Here, users apply initial pre-processing to clean up the raw microscopy images.
This step is critical for separating foreground (cells) from background.

**UI Elements:**
* **Channel Selector:** If a multi-channel image is loaded (like an LSM file), you select which channel contains the cells of interest.
* **Per-Slice Otsu Thresholding:** A slider allows you to manually adjust the automatically calculated Otsu threshold. This applies 2D thresholding slice-by-slice, improving robustness against uneven Z-illumination.
* **Small Object Removal:** A spin box to define the minimum volume (in voxels) to keep.
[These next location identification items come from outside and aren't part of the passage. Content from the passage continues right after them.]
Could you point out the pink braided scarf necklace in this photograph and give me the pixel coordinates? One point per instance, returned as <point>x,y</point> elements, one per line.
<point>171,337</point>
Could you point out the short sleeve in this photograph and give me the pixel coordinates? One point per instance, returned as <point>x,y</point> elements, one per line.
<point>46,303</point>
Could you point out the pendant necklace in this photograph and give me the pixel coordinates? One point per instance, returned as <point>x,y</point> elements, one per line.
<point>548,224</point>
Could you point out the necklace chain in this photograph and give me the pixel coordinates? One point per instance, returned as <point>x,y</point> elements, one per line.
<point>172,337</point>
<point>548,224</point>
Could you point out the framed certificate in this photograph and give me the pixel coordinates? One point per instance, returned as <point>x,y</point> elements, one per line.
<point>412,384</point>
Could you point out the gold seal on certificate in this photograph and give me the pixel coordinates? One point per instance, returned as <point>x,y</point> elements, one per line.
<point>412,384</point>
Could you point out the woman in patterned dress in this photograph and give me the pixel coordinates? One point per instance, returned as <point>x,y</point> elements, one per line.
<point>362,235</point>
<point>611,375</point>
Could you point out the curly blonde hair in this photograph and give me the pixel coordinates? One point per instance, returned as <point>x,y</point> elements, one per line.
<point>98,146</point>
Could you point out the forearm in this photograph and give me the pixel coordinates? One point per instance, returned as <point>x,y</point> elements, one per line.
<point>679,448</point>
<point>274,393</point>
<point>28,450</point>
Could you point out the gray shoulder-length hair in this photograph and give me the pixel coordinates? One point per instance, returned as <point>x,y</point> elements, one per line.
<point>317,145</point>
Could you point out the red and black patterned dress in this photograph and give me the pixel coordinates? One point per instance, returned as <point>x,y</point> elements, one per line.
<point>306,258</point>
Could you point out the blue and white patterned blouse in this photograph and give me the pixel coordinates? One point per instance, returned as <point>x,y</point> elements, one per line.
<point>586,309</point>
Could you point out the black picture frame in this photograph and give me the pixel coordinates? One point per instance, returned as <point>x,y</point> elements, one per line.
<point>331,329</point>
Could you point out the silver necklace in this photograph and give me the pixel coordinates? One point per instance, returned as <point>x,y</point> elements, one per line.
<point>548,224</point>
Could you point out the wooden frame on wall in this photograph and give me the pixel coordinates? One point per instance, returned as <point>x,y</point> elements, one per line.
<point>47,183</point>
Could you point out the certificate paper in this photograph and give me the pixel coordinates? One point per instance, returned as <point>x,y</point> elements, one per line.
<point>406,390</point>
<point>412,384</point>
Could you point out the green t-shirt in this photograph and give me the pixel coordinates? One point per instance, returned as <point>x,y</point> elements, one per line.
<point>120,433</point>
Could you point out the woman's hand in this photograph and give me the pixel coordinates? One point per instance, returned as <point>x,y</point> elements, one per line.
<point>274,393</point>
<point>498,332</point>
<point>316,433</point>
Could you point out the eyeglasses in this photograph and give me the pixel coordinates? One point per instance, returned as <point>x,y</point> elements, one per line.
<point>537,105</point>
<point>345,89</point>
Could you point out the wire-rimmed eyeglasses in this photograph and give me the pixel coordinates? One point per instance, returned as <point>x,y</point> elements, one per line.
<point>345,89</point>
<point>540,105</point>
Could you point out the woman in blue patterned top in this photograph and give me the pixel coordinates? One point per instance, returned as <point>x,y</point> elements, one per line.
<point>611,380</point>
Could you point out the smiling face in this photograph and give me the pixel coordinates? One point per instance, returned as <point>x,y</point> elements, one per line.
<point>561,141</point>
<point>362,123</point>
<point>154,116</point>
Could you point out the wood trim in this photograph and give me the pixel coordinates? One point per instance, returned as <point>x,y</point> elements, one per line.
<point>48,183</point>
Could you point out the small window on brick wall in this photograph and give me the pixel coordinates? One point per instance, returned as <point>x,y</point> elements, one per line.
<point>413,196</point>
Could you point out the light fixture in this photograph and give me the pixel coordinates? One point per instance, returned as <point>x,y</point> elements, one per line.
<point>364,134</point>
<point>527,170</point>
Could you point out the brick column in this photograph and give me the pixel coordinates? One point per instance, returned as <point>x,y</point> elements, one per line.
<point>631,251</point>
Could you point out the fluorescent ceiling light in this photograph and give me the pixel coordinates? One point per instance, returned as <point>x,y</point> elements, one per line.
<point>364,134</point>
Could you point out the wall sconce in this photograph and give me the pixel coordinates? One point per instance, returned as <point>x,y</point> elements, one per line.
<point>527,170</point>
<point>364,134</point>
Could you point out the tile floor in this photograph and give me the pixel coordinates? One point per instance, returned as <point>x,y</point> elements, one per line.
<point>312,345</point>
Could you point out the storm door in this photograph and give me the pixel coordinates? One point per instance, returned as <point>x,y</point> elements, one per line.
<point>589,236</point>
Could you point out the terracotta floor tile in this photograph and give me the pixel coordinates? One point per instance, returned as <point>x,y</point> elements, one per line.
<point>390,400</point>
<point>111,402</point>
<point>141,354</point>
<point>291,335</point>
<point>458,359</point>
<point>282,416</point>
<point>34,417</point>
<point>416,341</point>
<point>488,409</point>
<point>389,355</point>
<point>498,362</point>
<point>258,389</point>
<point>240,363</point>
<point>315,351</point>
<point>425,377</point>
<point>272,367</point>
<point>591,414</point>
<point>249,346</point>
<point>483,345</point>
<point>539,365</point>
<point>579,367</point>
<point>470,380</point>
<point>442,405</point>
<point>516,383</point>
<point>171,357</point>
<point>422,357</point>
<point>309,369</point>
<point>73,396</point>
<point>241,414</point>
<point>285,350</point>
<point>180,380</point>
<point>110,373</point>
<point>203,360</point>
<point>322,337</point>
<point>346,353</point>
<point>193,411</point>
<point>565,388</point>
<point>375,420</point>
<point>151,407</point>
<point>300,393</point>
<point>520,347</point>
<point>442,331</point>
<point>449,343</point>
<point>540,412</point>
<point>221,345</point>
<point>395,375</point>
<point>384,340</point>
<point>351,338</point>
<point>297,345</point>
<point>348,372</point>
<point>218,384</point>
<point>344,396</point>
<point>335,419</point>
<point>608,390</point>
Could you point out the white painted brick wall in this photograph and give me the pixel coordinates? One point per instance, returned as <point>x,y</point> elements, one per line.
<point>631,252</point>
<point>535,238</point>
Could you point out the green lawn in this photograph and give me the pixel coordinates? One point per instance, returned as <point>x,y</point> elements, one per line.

Smaller disconnected components are discarded as noise.
* **Morphological Erosion:** Tools to define a structuring element (e.g., 2D Diamond, radius) to erode the binary mask, helping to separate touching cells.
* **Image Viewer:** Provides real-time visual feedback of the filtering operations.

**Connection:**
The resulting binary masks and filter configurations for each file are sent to the *Segmentation Editor* page.

3. Segmentation Editor
----------------------

This page isolates individual cells from the filtered binary mask using connected-component labeling.

**UI Elements:**
* **Cell Viewer:** Displays the labeled components. Each color represents a distinct connected component.
* **GMM Splitting Tool:** If two cells are physically merged in the binary mask, you can select the combined object and apply a Gaussian Mixture Model (GMM) clustering to split it based on its morphology and intensity profile.
* **Action History/Rollback:** Allows you to undo splitting or merging operations, restoring the previous segmentation state.
* **Size/Property Tables:** Lists all detected cells with their initial voxel volumes.

**Connection:**
The fully separated and labeled cell masks are passed to the *Cell Selection* page.

4. Cell Selection
-----------------

A quality control step to finalize which cells will be analyzed.

**UI Elements:**
* **Filter Panel:** Global filters to exclude cells that touch the image borders (incomplete cells) or fall outside a specified size range.
* **Interactive Cell List:** Allows manual deselection of specific cells that are artifacts or otherwise unsuited for analysis.
* **Preview Viewer:** Renders the 3D footprint of the selected cells.

**Connection:**
The finalized list of individual cell masks is transmitted to the *Results Dashboard* for computation.

5. Results Dashboard
--------------------

The final stage where quantitative analysis is executed and visualized.

**UI Elements:**
* **Configuration Panel:** Input the physical dimensions of the image voxels (XY scale in µm, Z scale in µm). This is crucial for calculating accurate physical volumes and branch lengths.
* **Run Button:** Triggers the ``MetricsDAG`` parallel computation engine to analyze all selected cells.
* **Summary Table:** Displays aggregated metrics for the entire image (e.g., total territorial volume, average centroid distance).
* **Per-Cell Table:** Details metrics for every individual cell (volume, territorial volume, ramification index, branch count, endpoints, max/min/avg branch lengths).
* **3D PyVista Renderers:** Interactive 3D plots showing the cell surface, the skeleton, branch points, and convex hull.
* **Export Panel:** Buttons to save the data to Excel (.xlsx), JSON, or export the 3D geometries (OBJ, PLY, VTP).

**Under the Hood:**
When computation is triggered, the dashboard relies on a `QPool` facade to execute CPU-intensive tasks (skeletonization, convex hull calculation, distance transforms) concurrently across available threads without freezing the Qt GUI.